# CIP Supply and Demand Data Extraction

This notebook can be used to gather information around which programs are offered in Minnesota and how much demand there is for each major based on SOC matching. The LMI careerwise site is used to gather the data. It first starts at the CIP page which has every program in Minnesota associated with a CIP code. From that the link assocatiated with each CIP record is added to a list and then iterated through a loop to gather the demand, associated with the SOC Code and the supplay assocatiated with the CIP Code. Unless the folder to download the data is already created, this notebook will likely need to be run as an administrator.
The first step is to read in the appropriate packages:

In [1]:
import datetime
import time
import wget
import numpy as np
import pandas as pd
from selenium import webdriver
from selenium.webdriver.common.by import By
import os
import glob

Next set the preferences for the firefox browser. This notebook uses Selenium and Geckodriver to naviagate through the lmi site.

In [2]:
# Set the preferences for the firefox web browser
fp = webdriver.FirefoxProfile()
fp.set_preference('browser.download.folderList', 2)
fp.set_preference('browser.download.manager.showWhenStarting', False)
fp.set_preference('browser.download.dir', 'C:\CIPDemand')
fp.set_preference("http.response.timeout", 300)
fp.set_preference("dom.max_script_run_time", 300)
fp.set_preference('webdriver.load.strategy', 'unstable')

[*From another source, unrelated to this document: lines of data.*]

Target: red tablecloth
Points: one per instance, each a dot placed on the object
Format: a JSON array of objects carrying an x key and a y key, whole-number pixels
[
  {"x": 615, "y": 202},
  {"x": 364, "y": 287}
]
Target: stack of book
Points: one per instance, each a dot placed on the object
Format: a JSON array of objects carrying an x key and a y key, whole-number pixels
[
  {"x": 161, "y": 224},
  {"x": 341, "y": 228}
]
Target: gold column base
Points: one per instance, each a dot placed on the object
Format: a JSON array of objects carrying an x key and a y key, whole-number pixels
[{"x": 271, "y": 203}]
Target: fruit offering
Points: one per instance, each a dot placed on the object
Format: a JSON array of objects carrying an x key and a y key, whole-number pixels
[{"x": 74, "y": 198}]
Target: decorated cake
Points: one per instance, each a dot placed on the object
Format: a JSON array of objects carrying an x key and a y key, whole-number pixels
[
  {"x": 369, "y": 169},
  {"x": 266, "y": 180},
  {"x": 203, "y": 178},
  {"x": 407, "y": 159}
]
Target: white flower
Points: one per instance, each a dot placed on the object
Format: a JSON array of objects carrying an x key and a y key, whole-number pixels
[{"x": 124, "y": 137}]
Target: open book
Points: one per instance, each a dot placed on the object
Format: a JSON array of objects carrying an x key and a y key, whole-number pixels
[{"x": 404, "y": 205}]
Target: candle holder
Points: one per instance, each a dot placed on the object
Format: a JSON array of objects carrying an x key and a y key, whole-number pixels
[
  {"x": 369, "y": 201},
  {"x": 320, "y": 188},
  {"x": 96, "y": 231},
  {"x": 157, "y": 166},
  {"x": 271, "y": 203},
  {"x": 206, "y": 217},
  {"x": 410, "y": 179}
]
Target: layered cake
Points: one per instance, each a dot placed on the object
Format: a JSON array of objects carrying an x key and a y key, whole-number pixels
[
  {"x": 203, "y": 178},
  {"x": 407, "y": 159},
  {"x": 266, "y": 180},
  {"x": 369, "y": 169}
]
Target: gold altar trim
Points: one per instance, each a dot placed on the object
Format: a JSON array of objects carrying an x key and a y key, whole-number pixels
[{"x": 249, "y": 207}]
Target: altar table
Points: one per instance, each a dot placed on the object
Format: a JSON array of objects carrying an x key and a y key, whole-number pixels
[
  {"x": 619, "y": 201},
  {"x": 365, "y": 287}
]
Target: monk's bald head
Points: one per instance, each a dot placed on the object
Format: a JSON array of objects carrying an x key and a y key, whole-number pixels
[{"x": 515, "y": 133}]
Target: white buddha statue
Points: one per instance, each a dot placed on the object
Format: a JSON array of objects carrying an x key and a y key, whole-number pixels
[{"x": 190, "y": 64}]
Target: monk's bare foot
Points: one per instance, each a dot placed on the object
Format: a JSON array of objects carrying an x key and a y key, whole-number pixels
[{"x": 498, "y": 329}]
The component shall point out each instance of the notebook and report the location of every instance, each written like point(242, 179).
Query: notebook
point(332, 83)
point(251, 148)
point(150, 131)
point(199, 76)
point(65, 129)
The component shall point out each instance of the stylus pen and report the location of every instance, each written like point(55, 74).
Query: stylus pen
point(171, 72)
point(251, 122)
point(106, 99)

#fp.set_preference("browser.helperApps.neverAsk.openFile", "application/octet-stream");
#fp.set_preference("browser.helperApps.neverAsk.saveToDisk", "application/octet-stream");

fp.set_preference('browser.helperApps.neverAsk.saveToDisk', 'text/plain, application/vnd.ms-excel, text/csv, text/comma-separated-values, application/octet-stream, application/vnd.openxmlformats-officedocument.spreadsheetml.sheet')
fp.update_preferences()

After the preferences are set the next cell will launch the browser and navigate to the Cip List page on the lmiwise career site.

In [3]:
# MDE web app for hs enrollment data
searchURL = 'https://careerwise.minnstate.edu/lmiwise/cipList'
time.sleep(3)

# Launch web browser and navigate to the searchURL
driver = webdriver.Firefox(fp)
driver.get(searchURL)
time.sleep(3)

The next cell sets the working directory to CIPDemand.

In [43]:
newpath_main = r'C:\CIPDemand'
if not os.path.exists(newpath_main):
    os.makedirs(newpath_main)   
os.chdir(newpath_main)
os.getcwd()                                                                                                                                                                                        

'C:\\CIPDemand'

Next lookup all the links in the cip list page by partial link reference.

In [5]:
ids_a = driver.find_elements_by_xpath('//a[contains(@href, "area=000000")]')

The cell below extracts the links from the selenium objects.

In [6]:
link = []
for ii in ids_a:
    link.append(ii.get_attribute('href'))

The output in the cell below shows how many links there are from the cip list page.

In [7]:
len(link)

2621

Next create a _Today_ object. The naming convention of the lmi files includes the date the files are downloaded.

In [44]:
Today = str(datetime.datetime.now().month) + '_' + str(datetime.datetime.now().day) + '_' + str(datetime.datetime.now().year)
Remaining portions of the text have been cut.